When the dust had settled, 10 people were taken into custody and were later charged with disorderly conduct, police said.

"They have an issue, but this isn't the way of going about it," Ramsey said. "We are not talking with one another. We're shouting at each other."

State Rep. Mark Cohen had planned the gathering weeks in advance, inviting Ramsey, District Attorney Seth Williams, and Rodney Muhammad, the newly minted leader of the city's chapter of the NAACP.

The timing couldn't have been worse.

The plan for the evening was to discuss policing in the tight-knit Northeast Philly community and address the concerns of its residents, upset over its uptick in violent crime in recent years.

Cohen had no way of knowing that hours before the meeting was set to kick off, Williams would announce that his office would not bring charges against the officers who fatally shot Brandon Tate-Brown during a car stop on Dec. 15.

The powder keg was primed.

So when Cohen took the microphone last night, asking the attendees to quiet down and take their seats, he wasn't prepared for the deluge of anger.

About 30 people standing at the rear of the rec center produced signs with Tate-Brown's name.
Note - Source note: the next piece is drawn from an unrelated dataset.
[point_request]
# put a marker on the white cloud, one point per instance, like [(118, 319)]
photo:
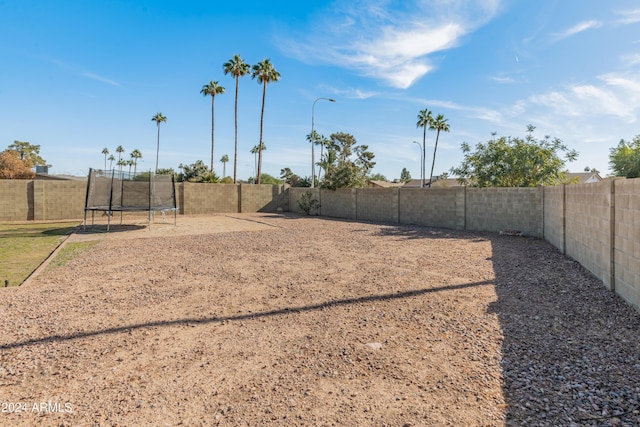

They booed Ramsey and Williams and chanted, "Shame!"

Some protesters approached the table where the panelists - including Daily News Editor Michael Days - were seated. There the protesters stood, inches from Ramsey and Williams, and screamed, pointing their fingers at two of the most powerful officials in Philadelphia.

And they made demands.

They wanted Ramsey to release the names of the officers involved in Tate-Brown's death, and they wanted to view the footage of the 25-year-old's encounter with police that night at Frankford Avenue near Magee in Mayfair.

Officers watching in the wings tried to push the group back so that the meeting they co-opted could take place.

The powder keg exploded.

It was all noise and movement, limbs flailing, folding chairs sent flying. Pockets of conflict kept breaking out, with uniformed officers escorting wailing men and women into the street.

Ultimately, 10 of the group's members were loaded into police vans and ushered away.

Ramsey couldn't understand why the outburst was necessary.

"If lives matter so much, we have to sit down and have a discussion about how to end violence," he said, noting that 52 people have been slain in the city this year, including Sgt. Robert Wilson III.

"That's the kind of thoughtful discussion we need, not what we saw tonight - when they're ready to sit down and do that, that's how we'll make inroads."

The city's top cop said the violent reaction to Williams' announcement about the Tate-Brown case yesterday is exactly why he won't release the name of the officers involved in the young man's death.

"If we had reasonable people acting in a reasonable manner, it'd be different," he said. "But when we have people who act like this, I'm not going to put my officers and their families in harm's way."

Taylor Johnson, an activist with the group Black Lives Matter, bristled at that suggestion. She said her group "would use that information to help develop a case for prosecution."

"Our only goal tonight was to shake people up with those questions and remind people that we still have those questions," she said outside the rec center.

"I find it interesting that [Ramsey] was talking about safety in response to a simple question that people need to know the answer to, that Tanya needs to know the answer to," she said, referring to Tate-Brown's mother, who did not attend.

"I think a lot of people are now worried about their safety."

Back inside the center, the meeting eventually started in earnest. It resembled countless other town-hall meetings: People asking questions about security cameras, absentee landlords and police patrols.

But there was a palpable tinge of frustration from some of Lawncrest's longtime residents.

"We're a struggling community trying to come back from 12 murders last year, and we're trying to make it a good place to live," said Kathy Wersinger, a lifelong Lawncrest resident and a member of its community association.

"Not one of those people tonight was asking about Officer Wilson, and that's a disgrace," she said. "Our officers put their lives on the line every day. They don't deserve this."